Solo camping is sort of a bizarre thing to do, I’ve been told. Even more so when it’s done on a weekday and the destination is the remote wilderness foothills of the Cascade Mountains. Frankly, to be out on your own in the middle of nowhere can be a serene and grounding experience; the solitude and self-sufficiency of it all is recharging.
Heading west on Umptanum road from Ellensberg, WA, I drove off into the dust; connecting up with Observatory road and then west along Manastash Ridge Road, which is a very easy drive except for two spots. One spot is a steep, rocky descent with a few small ledges one must creep down. The other is an uphill climb not far away on the other side of this saddle between ridge line hills. Minor damage occurred when on the way up as the Xterra bounded off the sharp, baby-head sized rocks and ledges. The fan hit the fan shroud and gouged out a small slice. Alarming flapping sounds emanated from under the hood. Thankfully it was minor damage and easily corrected.
It was mid-afternoon at this point at it was time to find a suitable campsite. Exploring a few overgrown side trails led me to one spot that at one point was obviously a series of well developed camps but for some reason hasn’t seen any activity in what appeared to be a few years, judging from the small trees that were growing in the track. The spot I chose had a decent sized fire-ring, a makeshift commode with seat and cover, and a small stage looking area centered on the wide stump of an old growth tree stump. It was nestled in the trees a bit so it provided shade and afforded a cooling breeze.
After camp was set I hiked the rest of the trail on foot to find a good spot for some photos of the sun setting over Mt. Rainier and maybe some astrophotography. As luck would have it, there was a perfect spot along the edge of the ridge line.
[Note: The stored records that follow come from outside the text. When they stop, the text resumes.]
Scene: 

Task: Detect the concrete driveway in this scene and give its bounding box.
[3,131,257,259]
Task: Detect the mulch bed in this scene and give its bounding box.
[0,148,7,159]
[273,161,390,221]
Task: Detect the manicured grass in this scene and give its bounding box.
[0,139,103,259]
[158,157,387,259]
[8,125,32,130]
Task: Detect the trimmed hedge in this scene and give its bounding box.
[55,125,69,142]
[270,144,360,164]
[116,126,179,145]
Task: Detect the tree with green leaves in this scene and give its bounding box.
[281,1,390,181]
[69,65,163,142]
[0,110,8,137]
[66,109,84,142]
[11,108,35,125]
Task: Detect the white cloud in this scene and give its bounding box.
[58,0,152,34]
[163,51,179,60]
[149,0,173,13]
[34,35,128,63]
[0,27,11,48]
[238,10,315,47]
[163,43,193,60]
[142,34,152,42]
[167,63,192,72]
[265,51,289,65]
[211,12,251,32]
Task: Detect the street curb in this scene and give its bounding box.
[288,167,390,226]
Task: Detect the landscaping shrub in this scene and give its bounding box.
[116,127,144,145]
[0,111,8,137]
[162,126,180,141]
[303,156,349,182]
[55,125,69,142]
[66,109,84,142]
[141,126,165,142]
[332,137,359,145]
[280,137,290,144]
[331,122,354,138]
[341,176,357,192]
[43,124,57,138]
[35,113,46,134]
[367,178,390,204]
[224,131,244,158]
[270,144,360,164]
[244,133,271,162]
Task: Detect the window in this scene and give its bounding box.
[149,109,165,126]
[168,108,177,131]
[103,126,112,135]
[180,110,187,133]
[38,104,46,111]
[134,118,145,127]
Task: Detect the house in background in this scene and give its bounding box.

The view from the ridge line location looks from Mt. Rainier in the southwest all the way to the east. As the sun set, it became noticeable that the earths’ penumbra was visible, which is the shadow of the earth itself. The vibrant colors of the cloud free sky were caused by a few wildfires that have been occurring over the past weeks but gorgeously set the penumbra in a higher contrast, great for photography.